Phoenix’s Industrial Market Offers Opportunity

Anthony Lydon, JLL

Anthony Lydon, JLL

Owners, investors and developers are bullish about the Phoenix industrial market – and for good reason. We occupy one of the most strategic supply chain locations in the West – a sweet spot between West Coast ports, manufacturing in Mexico, and alongside truck and rail routes leading product into the heart of the nation.

Add to this Governor Ducey’s mandate to grow Arizona’s trade volume with Mexico by 20 percent per year – not to mention Mexico itself being on the verge of becoming the world’s largest manufacturer – and you have a Phoenix market entering a new era of long-term growth.

This has expanded our already robust industrial construction industry, where design-build is hot and will likely stay that way, thanks to the 8 million square feet to 10 million square feet of industrial requirements seriously considering Arizona for their location solutions. For energy-centric companies with high employee head counts in particular, Arizona offers as much as a 30 percent to 40 percent savings proposition over higher-cost Tier 1 markets.

The West Valley has welcomed 10 million square feet of larger build-to-suit corporate projects looking for specialized footprints and visibility along I-10 in the past three years. These include 1.6 million square feet by Marshalls; 900,000 square feet by WinCo Foods; 600,000 square feet by American Furniture Warehouse; and 450,000 square feet by Living Spaces. We’re also in the early stages of a residential development rebirth, which has jumpstarted the 5,000- to 50,000-square-foot users in Phoenix’s suburbs.

Tech is expanding at the most rapid pace, and can be largely credited for leading Phoenix out of its recession. Most new tech deals are happening in the Southeast Valley cities of Tempe, Mesa, Gilbert and Chandler where highly educated workers have helped GoDaddy and Infusionsoft nab 150,000 square feet each, while; Apple is snatching 1 million square feet, Amkor Technology is taking 110,000 square feet; and Garmin is absorbing 60,000 square feet.

This activity has kept overall vacancy steady at 10.7 percent, encouraged a 12.8 percent rent growth and recorded more than 2 million square feet of year-to-date absorption, reflecting eight consecutive quarters of positive net absorption. This still leaves more than 32 million square feet of space available…so why continue to build?

Phoenix’s new industrial construction is filling a demand for high-functioning, high-quality space, as opposed to existing, older space. This demand has spurred projects like TEN, a 215-acre, $300 million, mixed-use business park that is being developed by Irwin Pasternack. Located at I-10 and 83rd Avenue, TEN is geared toward high-end, pre-leased, build-to-suits for national and international companies, with the goal of having at least one major, million-plus-square-foot industrial building under construction within 12 months.

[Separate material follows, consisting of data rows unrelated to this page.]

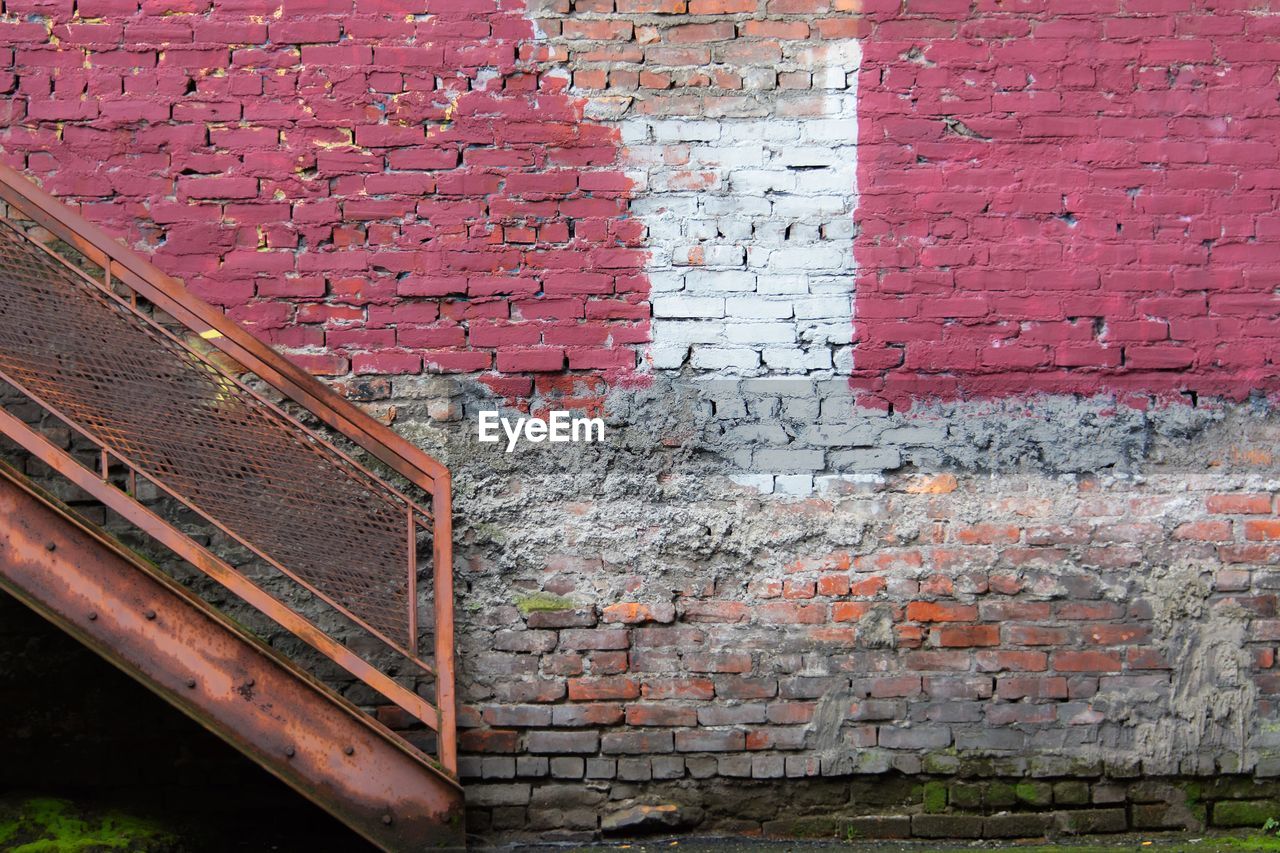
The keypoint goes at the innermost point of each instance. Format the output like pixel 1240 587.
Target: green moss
pixel 543 602
pixel 935 798
pixel 1000 794
pixel 1033 793
pixel 1244 812
pixel 56 826
pixel 963 796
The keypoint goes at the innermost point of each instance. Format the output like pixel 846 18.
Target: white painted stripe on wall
pixel 752 231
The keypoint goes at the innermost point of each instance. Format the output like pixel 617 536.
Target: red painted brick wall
pixel 1068 197
pixel 375 187
pixel 1052 197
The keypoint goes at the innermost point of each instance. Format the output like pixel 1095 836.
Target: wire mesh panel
pixel 158 404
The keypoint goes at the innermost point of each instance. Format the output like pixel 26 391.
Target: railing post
pixel 412 583
pixel 442 542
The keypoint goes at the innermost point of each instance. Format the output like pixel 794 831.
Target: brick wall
pixel 885 306
pixel 1068 197
pixel 376 192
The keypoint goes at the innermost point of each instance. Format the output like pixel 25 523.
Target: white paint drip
pixel 752 231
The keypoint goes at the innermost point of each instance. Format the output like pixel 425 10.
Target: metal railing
pixel 126 357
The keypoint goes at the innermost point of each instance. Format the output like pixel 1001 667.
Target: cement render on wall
pixel 1023 603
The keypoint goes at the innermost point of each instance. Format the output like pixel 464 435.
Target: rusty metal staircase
pixel 173 411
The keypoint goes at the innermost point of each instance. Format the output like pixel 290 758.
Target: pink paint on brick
pixel 376 187
pixel 1066 201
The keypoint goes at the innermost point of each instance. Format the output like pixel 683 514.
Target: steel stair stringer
pixel 224 678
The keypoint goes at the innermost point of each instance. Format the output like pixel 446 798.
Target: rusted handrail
pixel 211 404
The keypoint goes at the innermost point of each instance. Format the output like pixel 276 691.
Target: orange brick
pixel 849 611
pixel 776 30
pixel 967 635
pixel 1087 662
pixel 868 587
pixel 1262 529
pixel 1239 503
pixel 844 27
pixel 833 585
pixel 926 611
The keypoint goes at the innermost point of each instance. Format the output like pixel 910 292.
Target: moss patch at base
pixel 543 602
pixel 42 825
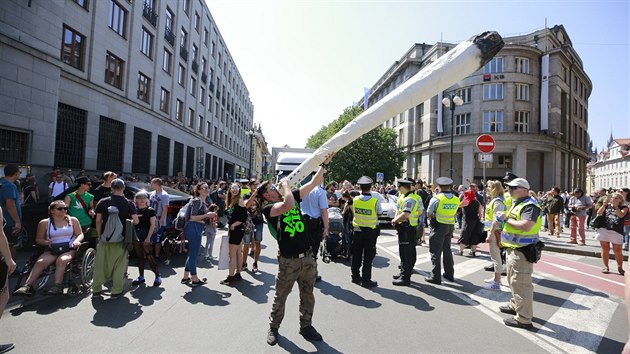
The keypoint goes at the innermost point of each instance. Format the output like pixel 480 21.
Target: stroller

Tenants with flexible needs will benefit from lower rents in the mid $0.30 per-square-foot range, but those wanting newer spaces could pay as much as $0.90 per square foot. This is nearly double Phoenix’s average $0.45 per square foot industrial rental rate.

Even these rates offer lower-cost solutions than cities like Chicago, Los Angeles or Dallas – all markets that are working 24/7 to keep up with e-commerce expectations while enjoying rising rents and decades-low industrial vacancy rates as a result. In comparison, Phoenix offers geographic and demographic advantages that – for the right users – make the Valley a worthy competitor and point to across-the-board industrial opportunity in the West’s sweet spot.